Whittingham assured them that if any damage were to be done to their property, he would be able to get them compensation. In late June, they were finally rewarded and their old garage door that had received the most damage was replaced for free.
"Of course we're happy … it was touch and go for a while because we didn't know what was happening." Mayorga said. "But other than [how long it took], they took care of us."
But the stresses Maryorga's family endured, as well as the owners of the apartment where the standoff occurred, seem to have been in vain. When the SWAT team converged on the apartment building located just behind Mayorga's at 2:15 p.m., the suspect or suspects inside .
Despite repeated requests from Patch, the LAPD has not provided information about what led to the standoff or the current status of the case.
According to Olga Ayala, the senior field deputy for Sun Valley and North Hollywood in Los Angeles City Councilman Tony Cardenas' office, who spoke at a North Hollywood North East Neighborhood Council meeting in May, someone had called 911 and said their roommate was trying to kill them with a gun.
Not knowing the suspect or suspects were already away, the LAPD surrounded the home and later stormed the apartment after throwing tear gas grenades inside.
LAPD Not Liable for Collateral Property Damage
According to Ayala, who asked the neighborhood council for money to help replace the door, Cardenas' office had frozen any extra spending until July and was unable to help. The council informed Ayala that their budgets would also not allow them to help until July.
The owners of the apartment were also left to foot the bill for the tear gas cleanup. Though Ayala said the Los Angeles Fire Department helped to clean up the apartment, the owners were still left with a substantial bill as most of the furniture was damaged.
Ayala said during the neighborhood council meeting that the city was not liable for any of the damages.
"Please be careful when you offer your house to the police department because there is no compensation," Ayala said. "If there's a pursuit or something and your vehicle gets damaged, you are on your own completely if you don't have insurance. The city is not liable for anything."

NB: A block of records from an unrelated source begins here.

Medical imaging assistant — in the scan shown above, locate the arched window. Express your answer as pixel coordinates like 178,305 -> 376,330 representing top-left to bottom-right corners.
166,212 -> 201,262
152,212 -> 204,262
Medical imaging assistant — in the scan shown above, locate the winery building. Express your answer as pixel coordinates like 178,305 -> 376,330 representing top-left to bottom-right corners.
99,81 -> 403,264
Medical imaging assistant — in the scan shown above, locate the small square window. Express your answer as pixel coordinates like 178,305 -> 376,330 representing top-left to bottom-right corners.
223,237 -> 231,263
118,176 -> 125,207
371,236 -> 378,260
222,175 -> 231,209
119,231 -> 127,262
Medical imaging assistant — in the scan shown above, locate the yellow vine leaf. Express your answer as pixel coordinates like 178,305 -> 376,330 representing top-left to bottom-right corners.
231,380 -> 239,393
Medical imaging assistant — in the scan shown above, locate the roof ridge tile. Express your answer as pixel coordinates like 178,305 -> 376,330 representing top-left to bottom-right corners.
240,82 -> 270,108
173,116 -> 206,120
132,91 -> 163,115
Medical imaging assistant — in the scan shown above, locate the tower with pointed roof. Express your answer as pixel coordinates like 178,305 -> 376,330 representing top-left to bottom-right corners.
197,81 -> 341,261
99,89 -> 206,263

Emily Williams, deputy chief of staff in Cardenas' office, confirmed that the compensation Mayorga received was not because the city lawfully owed his family money. She said the LAPD just wanted to give back to the citizens who had helped them.
"We never want to punish people for doing a good deed," Williams said. "Here they were of their own volition, reaching out and doing something extremely helpful to some officers who were caught out in the rain."

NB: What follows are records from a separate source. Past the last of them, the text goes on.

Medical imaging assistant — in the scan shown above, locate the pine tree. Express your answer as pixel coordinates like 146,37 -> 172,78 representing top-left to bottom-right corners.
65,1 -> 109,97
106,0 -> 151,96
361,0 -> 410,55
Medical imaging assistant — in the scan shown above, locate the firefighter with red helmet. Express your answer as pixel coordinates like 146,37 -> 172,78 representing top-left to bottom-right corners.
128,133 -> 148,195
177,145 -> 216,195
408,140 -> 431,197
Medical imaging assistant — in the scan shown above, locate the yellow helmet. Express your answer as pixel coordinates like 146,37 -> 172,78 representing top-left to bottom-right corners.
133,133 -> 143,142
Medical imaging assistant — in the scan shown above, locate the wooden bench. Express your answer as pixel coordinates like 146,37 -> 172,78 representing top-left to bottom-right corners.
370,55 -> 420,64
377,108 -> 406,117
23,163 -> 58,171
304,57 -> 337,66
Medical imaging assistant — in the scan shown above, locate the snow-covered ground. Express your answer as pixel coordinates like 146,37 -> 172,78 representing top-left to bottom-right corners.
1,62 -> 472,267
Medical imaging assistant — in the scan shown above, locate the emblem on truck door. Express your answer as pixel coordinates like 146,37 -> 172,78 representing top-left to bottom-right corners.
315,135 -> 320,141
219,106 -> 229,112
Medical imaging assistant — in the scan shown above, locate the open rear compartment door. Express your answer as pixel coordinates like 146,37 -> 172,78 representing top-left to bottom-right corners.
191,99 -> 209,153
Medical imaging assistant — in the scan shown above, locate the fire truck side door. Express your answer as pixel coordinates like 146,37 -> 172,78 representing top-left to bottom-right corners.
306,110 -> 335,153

Williams said LAPD headquarters agreed to pay the entire bill through a discretionary fund. On June 23, the door was installed.
Williams also said that there was not any official city policy that could help guide them through this situation because it was such a rare occurrence.
"Because it's so unusual, there is no literal 'rainy day' fund," she said.
While Mayorga said the day was tense, his family felt safe enough staying in their home.
He said he was surprised how many police officers responded to the incident. Throughout the day, there were about 20 to 30 officers inside his garage, using the dry area to plan their next moves.
"They even brought their port-o-potties," he said.
Mayorga also said he understood why the police needed to stay in the garage.
"The wind was blowing so hard, and the rain was coming straight down in nickle-size drops," Mayorga said. "If you were standing outside, you couldn't even talk to each other because of all the noise."